Member of the House of Representatives of the Netherlands
- In office 23 May 2002 – 30 November 2006
- In office 14 September 1989 – 2 January 2001

State Secretary for Justice
- In office 2 January 2001 – 22 July 2002
- Monarch: Beatrix of the Netherlands
- Prime Minister: Wim Kok
- Preceded by: Job Cohen
- Succeeded by: Vacant (Nebahat Albayrak in 2007)

Personal details
- Born: Neeltje Adriana Kalsbeek 5 January 1955 (age 71) Middelburg, Netherlands
- Party: Labour Party (Partij van de Arbeid – PvdA)
- Spouse: Jan van Zijl
- Alma mater: Erasmus University Rotterdam (LL.M., Law)
- Occupation: Politician

= Ella Kalsbeek =

Dutch politician (born 1955)

Neeltje Adriana "Ella" Kalsbeek (born 5 January 1955) is a former Dutch politician.

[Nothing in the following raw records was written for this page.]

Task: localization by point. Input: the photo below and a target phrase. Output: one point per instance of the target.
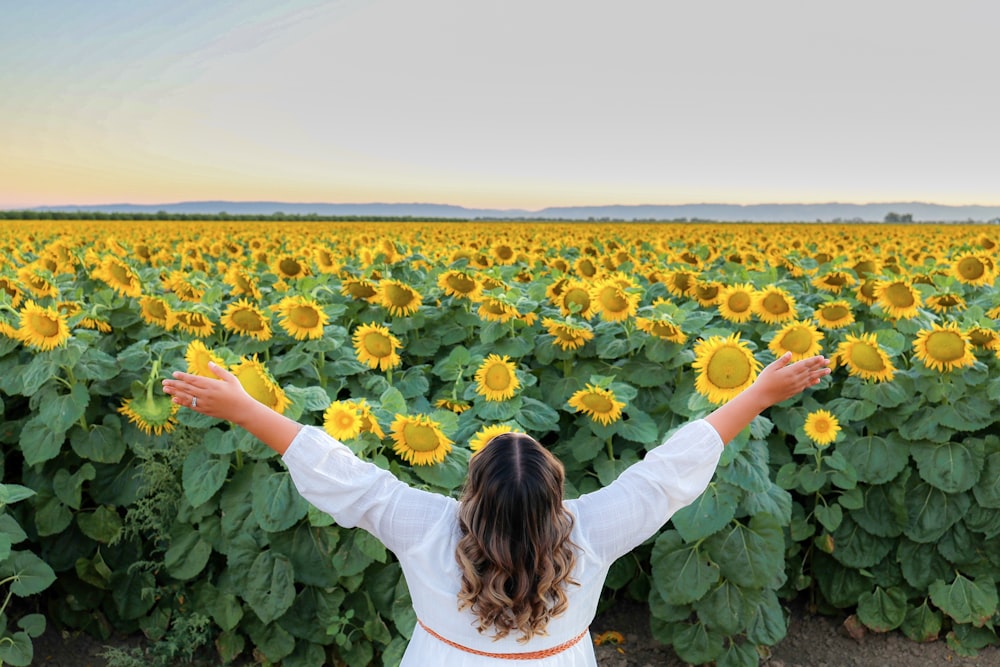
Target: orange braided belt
(531, 655)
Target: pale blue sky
(515, 104)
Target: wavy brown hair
(515, 552)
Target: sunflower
(155, 310)
(736, 302)
(947, 302)
(944, 348)
(191, 322)
(612, 301)
(972, 269)
(258, 382)
(834, 281)
(661, 327)
(485, 435)
(242, 282)
(342, 420)
(360, 289)
(865, 358)
(574, 299)
(773, 305)
(822, 427)
(452, 405)
(834, 314)
(598, 403)
(398, 298)
(369, 424)
(496, 379)
(707, 292)
(419, 440)
(42, 328)
(37, 283)
(301, 317)
(725, 366)
(153, 415)
(567, 335)
(375, 346)
(800, 338)
(460, 284)
(246, 319)
(290, 267)
(198, 357)
(898, 299)
(119, 276)
(493, 309)
(983, 338)
(13, 292)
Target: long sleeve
(358, 493)
(628, 511)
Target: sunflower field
(876, 493)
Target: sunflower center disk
(728, 368)
(945, 346)
(421, 438)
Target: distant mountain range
(832, 212)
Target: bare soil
(812, 641)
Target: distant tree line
(201, 217)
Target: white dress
(421, 529)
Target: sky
(520, 104)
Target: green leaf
(536, 417)
(950, 466)
(751, 555)
(61, 411)
(883, 609)
(696, 644)
(100, 443)
(187, 554)
(102, 525)
(987, 488)
(39, 441)
(877, 460)
(856, 547)
(30, 574)
(202, 475)
(277, 505)
(966, 600)
(725, 609)
(270, 588)
(709, 513)
(681, 572)
(17, 650)
(932, 512)
(922, 624)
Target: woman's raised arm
(780, 380)
(225, 398)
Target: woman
(510, 572)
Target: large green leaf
(883, 609)
(966, 600)
(950, 466)
(709, 513)
(270, 586)
(102, 443)
(750, 555)
(40, 442)
(277, 505)
(931, 512)
(29, 574)
(203, 474)
(682, 573)
(187, 554)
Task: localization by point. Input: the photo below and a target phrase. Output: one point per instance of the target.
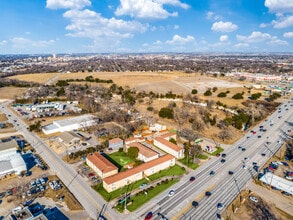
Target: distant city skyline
(145, 26)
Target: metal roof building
(69, 124)
(278, 182)
(10, 160)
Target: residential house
(103, 167)
(127, 177)
(169, 147)
(69, 138)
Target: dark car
(149, 216)
(191, 179)
(194, 204)
(208, 193)
(230, 172)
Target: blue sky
(135, 26)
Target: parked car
(252, 198)
(171, 193)
(194, 204)
(149, 216)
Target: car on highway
(194, 204)
(252, 198)
(208, 193)
(171, 193)
(220, 206)
(148, 216)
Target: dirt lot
(11, 92)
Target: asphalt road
(224, 187)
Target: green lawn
(119, 192)
(189, 163)
(141, 198)
(175, 170)
(218, 151)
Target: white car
(171, 193)
(252, 198)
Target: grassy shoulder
(173, 171)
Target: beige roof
(8, 145)
(68, 136)
(145, 151)
(123, 175)
(114, 140)
(168, 134)
(168, 144)
(101, 162)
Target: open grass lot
(141, 198)
(10, 92)
(3, 117)
(37, 77)
(121, 158)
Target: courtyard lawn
(189, 163)
(121, 158)
(175, 170)
(119, 192)
(141, 198)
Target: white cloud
(212, 16)
(288, 35)
(256, 37)
(87, 23)
(176, 27)
(279, 5)
(20, 42)
(3, 42)
(224, 26)
(68, 4)
(151, 9)
(178, 40)
(224, 38)
(242, 45)
(283, 22)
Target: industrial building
(70, 124)
(11, 162)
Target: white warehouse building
(70, 124)
(11, 161)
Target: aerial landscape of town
(106, 129)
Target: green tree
(194, 91)
(166, 112)
(133, 152)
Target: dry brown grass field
(11, 92)
(37, 77)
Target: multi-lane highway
(224, 187)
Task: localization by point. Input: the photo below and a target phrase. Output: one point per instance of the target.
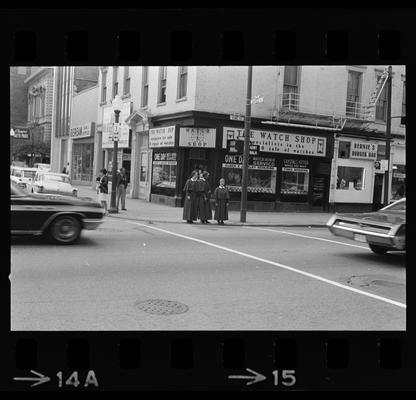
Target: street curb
(227, 224)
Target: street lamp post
(247, 124)
(12, 135)
(388, 138)
(117, 104)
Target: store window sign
(261, 174)
(85, 130)
(364, 151)
(280, 142)
(162, 137)
(197, 137)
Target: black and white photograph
(208, 198)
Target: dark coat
(204, 205)
(190, 207)
(222, 198)
(104, 184)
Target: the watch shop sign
(82, 131)
(162, 137)
(197, 137)
(280, 142)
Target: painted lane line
(309, 237)
(283, 266)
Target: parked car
(52, 183)
(62, 218)
(22, 176)
(383, 230)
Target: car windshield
(399, 206)
(57, 178)
(15, 190)
(29, 174)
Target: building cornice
(40, 72)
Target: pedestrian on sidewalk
(122, 183)
(190, 207)
(222, 197)
(103, 189)
(204, 195)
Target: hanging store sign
(162, 137)
(279, 142)
(197, 137)
(363, 150)
(86, 130)
(108, 127)
(21, 133)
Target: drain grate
(161, 307)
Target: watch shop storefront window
(295, 180)
(350, 178)
(164, 173)
(261, 174)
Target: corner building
(179, 118)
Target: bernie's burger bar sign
(279, 142)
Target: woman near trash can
(190, 207)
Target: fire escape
(294, 111)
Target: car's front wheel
(378, 249)
(65, 229)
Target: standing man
(121, 188)
(66, 169)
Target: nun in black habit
(204, 196)
(190, 207)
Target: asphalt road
(226, 278)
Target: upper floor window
(162, 85)
(115, 82)
(103, 86)
(145, 86)
(182, 81)
(126, 85)
(353, 93)
(381, 105)
(291, 86)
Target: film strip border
(281, 361)
(212, 36)
(152, 360)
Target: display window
(261, 174)
(398, 182)
(350, 178)
(82, 162)
(295, 177)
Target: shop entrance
(197, 160)
(378, 192)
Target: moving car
(383, 230)
(22, 176)
(52, 183)
(60, 217)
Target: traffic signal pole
(247, 125)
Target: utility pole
(247, 124)
(388, 137)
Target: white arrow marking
(253, 378)
(41, 378)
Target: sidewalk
(141, 210)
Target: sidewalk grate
(161, 307)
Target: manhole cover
(162, 307)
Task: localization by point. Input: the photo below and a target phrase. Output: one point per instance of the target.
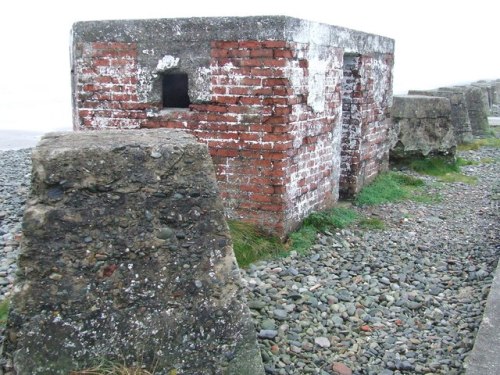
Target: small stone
(267, 334)
(385, 280)
(165, 233)
(55, 276)
(256, 305)
(322, 341)
(413, 305)
(155, 154)
(280, 314)
(268, 324)
(339, 368)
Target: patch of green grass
(458, 177)
(388, 187)
(488, 161)
(338, 217)
(445, 169)
(302, 239)
(4, 311)
(371, 223)
(464, 162)
(435, 166)
(111, 368)
(251, 244)
(478, 143)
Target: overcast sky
(438, 42)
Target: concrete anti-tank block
(127, 257)
(421, 126)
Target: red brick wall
(367, 91)
(106, 90)
(272, 124)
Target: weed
(251, 243)
(372, 223)
(478, 143)
(338, 217)
(488, 160)
(464, 162)
(302, 239)
(435, 166)
(4, 311)
(388, 187)
(458, 177)
(111, 368)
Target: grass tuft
(302, 239)
(435, 166)
(111, 368)
(478, 143)
(4, 311)
(338, 217)
(388, 187)
(251, 243)
(372, 223)
(458, 177)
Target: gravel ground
(406, 299)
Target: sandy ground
(17, 139)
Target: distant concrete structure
(421, 126)
(459, 113)
(294, 112)
(126, 257)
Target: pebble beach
(407, 299)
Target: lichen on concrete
(126, 256)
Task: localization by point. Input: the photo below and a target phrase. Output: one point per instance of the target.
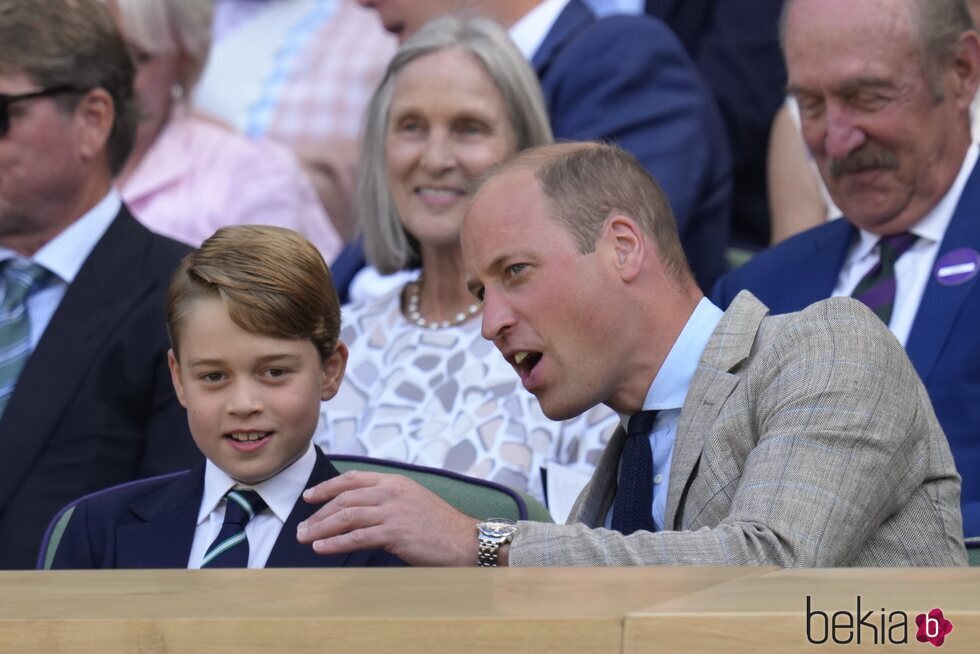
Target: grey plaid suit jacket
(805, 440)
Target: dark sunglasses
(7, 100)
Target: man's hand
(369, 510)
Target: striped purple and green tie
(230, 548)
(877, 288)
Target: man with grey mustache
(884, 89)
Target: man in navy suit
(735, 46)
(884, 89)
(624, 79)
(92, 406)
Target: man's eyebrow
(848, 86)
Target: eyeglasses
(7, 100)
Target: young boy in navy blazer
(254, 323)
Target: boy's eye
(276, 373)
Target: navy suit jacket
(735, 45)
(151, 523)
(944, 344)
(94, 405)
(628, 80)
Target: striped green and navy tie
(230, 548)
(15, 325)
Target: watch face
(498, 527)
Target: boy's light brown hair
(271, 280)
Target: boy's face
(252, 401)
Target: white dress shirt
(280, 492)
(913, 269)
(63, 256)
(667, 394)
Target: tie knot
(894, 246)
(20, 281)
(641, 424)
(242, 506)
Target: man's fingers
(364, 538)
(338, 522)
(327, 490)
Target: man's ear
(623, 240)
(966, 67)
(94, 117)
(175, 377)
(333, 370)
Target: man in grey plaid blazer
(801, 440)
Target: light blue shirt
(667, 394)
(606, 7)
(63, 255)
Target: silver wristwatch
(493, 533)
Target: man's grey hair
(72, 43)
(939, 24)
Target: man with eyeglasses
(85, 396)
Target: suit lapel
(593, 502)
(290, 553)
(574, 18)
(167, 519)
(819, 267)
(713, 382)
(108, 283)
(940, 304)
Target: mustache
(865, 158)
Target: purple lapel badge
(957, 267)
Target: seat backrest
(58, 524)
(476, 497)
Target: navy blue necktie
(230, 548)
(633, 507)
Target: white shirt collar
(280, 492)
(933, 225)
(670, 386)
(65, 253)
(529, 32)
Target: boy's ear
(175, 377)
(333, 370)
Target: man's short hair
(271, 280)
(938, 23)
(72, 43)
(586, 183)
(387, 245)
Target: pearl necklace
(412, 294)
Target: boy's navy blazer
(944, 344)
(150, 524)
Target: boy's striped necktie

She was a member of House of Representatives of the Netherlands for the Labour Party (Partij van de Arbeid, 1989–2001, 2002–2006). She was State Secretary of Justice under Wim Kok (2001–2001). Since 1 March 2007 she is president of the board of directors of Altra College, an institute for youth care and special education in Amsterdam.